Scalar times Point + Scalar times Point? Let $P$, $Q$ be a pair of points in the Euclidean plane and let $t_1$, $t_2$ be a pair of scalars. My textbook says that the following operations are nonsense:
$$P + Q\\
t_1 \cdot P$$
However $t_1 \cdot P + t_2 \cdot Q$ is completely valid and makes sense! 
I cannot understand this at all. If you cannot multiply a scalar by a point and you cannot add points together, then how come that this expression is still valid? And how come that the result is a point?
 A: $t_1P+t_2Q$ only makes sense if $t_1+t_2=1$. The important thing here is that the operation is independent of the choice of coordinate frame. If $t_1+t_2=1$, the point is just an interpolation on the line between the two points. If not, you have a leftover term that shifts the point around depending on where your coordinate origin is.

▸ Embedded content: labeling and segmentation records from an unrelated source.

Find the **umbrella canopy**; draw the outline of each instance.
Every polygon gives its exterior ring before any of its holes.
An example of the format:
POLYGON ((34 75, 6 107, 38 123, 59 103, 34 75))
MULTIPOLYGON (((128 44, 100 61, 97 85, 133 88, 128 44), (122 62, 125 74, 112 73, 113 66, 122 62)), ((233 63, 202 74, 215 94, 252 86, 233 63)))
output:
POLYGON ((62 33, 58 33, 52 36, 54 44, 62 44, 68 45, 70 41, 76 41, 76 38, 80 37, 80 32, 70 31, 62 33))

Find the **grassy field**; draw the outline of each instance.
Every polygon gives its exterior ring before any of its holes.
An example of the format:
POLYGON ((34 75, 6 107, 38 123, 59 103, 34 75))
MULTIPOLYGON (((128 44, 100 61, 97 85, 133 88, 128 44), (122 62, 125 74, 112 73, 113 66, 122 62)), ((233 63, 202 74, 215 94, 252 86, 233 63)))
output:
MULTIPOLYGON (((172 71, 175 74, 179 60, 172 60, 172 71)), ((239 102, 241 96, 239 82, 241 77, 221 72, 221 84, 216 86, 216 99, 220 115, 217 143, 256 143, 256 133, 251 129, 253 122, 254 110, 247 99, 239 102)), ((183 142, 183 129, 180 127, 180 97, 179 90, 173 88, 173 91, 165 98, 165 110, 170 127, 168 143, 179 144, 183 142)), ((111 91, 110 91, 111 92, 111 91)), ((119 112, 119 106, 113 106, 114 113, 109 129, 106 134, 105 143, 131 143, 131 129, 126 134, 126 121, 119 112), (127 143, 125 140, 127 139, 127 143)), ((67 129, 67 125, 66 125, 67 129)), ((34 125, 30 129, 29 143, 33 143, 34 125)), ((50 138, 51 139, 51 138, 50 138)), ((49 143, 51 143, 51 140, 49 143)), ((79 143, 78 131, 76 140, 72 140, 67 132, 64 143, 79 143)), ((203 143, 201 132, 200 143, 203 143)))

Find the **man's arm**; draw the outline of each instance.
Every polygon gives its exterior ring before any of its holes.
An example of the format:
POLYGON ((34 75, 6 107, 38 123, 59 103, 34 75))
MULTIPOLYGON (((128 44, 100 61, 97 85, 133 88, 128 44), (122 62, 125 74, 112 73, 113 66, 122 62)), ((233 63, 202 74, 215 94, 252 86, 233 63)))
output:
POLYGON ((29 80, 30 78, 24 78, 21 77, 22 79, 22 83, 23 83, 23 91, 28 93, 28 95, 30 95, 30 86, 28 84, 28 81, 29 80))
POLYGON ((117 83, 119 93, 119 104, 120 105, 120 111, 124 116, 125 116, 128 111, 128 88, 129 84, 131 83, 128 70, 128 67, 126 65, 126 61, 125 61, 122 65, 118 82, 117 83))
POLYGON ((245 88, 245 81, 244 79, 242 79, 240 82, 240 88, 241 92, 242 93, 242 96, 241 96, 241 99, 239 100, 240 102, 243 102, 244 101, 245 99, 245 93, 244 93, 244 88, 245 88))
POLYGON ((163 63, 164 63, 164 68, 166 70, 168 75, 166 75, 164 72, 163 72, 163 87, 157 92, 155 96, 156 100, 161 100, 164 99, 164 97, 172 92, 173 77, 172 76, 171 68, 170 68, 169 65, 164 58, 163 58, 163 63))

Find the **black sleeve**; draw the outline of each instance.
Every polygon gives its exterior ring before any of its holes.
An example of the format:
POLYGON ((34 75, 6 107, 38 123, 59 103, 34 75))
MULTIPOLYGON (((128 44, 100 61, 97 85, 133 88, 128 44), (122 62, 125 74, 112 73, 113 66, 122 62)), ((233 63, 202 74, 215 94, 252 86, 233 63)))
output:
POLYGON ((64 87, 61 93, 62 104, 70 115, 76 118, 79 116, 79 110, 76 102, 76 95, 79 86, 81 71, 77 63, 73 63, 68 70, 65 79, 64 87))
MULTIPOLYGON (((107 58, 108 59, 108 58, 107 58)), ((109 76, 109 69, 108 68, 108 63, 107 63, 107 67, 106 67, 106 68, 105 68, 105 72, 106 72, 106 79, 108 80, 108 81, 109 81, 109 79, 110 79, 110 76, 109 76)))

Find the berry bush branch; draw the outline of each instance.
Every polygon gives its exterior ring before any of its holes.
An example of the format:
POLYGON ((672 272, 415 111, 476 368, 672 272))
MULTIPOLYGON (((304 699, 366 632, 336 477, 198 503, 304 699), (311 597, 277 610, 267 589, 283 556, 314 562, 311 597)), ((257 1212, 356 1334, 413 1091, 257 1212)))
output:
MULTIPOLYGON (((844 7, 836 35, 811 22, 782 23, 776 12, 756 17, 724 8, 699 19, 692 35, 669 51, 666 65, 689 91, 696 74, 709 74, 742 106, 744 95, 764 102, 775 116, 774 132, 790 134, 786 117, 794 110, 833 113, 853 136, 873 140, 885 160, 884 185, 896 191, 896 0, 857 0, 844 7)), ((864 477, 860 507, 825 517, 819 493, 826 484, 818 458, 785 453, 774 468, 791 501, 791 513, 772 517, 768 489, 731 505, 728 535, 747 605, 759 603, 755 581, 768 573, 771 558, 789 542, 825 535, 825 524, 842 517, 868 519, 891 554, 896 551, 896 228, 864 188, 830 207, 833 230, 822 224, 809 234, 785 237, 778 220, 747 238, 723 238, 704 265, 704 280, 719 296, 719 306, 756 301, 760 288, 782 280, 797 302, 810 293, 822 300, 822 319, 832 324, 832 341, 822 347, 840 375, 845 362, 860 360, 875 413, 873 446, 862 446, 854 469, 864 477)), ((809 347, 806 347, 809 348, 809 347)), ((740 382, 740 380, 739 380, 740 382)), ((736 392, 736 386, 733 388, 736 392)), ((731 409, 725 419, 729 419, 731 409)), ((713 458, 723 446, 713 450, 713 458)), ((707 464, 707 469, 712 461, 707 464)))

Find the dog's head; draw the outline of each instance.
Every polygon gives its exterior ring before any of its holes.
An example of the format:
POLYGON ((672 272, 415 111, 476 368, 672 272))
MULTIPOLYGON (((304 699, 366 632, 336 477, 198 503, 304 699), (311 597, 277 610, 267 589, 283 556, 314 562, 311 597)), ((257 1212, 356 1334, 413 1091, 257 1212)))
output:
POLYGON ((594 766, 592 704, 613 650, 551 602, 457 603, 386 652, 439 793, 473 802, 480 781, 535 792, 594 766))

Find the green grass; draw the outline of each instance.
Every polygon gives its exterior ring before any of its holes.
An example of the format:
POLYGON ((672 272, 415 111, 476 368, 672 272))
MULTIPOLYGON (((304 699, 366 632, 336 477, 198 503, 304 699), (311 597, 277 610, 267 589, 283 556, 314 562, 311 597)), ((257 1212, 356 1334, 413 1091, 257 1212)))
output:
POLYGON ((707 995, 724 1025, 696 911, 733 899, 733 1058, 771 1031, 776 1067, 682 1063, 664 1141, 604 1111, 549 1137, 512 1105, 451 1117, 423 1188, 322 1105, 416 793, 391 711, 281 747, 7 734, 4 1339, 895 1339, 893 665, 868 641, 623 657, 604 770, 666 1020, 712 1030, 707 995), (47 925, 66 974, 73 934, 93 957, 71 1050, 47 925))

The idea here is that a point and a vector are not the same. A vector is a difference (displacement) between two points and doesn't have an anchor in the coordinate plane. You can translate it around, multiply it by any scalar and add it to any point because it's a displacement. But a point is a physical place in the plane. You can't multiply a place by a scalar (what's New York times 2?). But you can multiply a displacement (2 steps north times 2 = 4 steps north).
An interpolation is ok, because you are essentially taking $D=Q-P$, the displacement vector from P to Q. Now start at $P$ and go a fraction of this distance:
$$R=P+t_1(Q-P)=(1-t_1)P+t_1 Q$$
Notice how the sum of the coefficients is $1$.

Formally, you can imagine adding a third component (use homogeneous coordinates). A point has a form $(x,y,1)$ and a displacement is $(x,y,0)$. If your operation sets the third component to $1$, the result is a point, if it is $0$, the result is a vector, and if it's anything else, the result is neither of those things.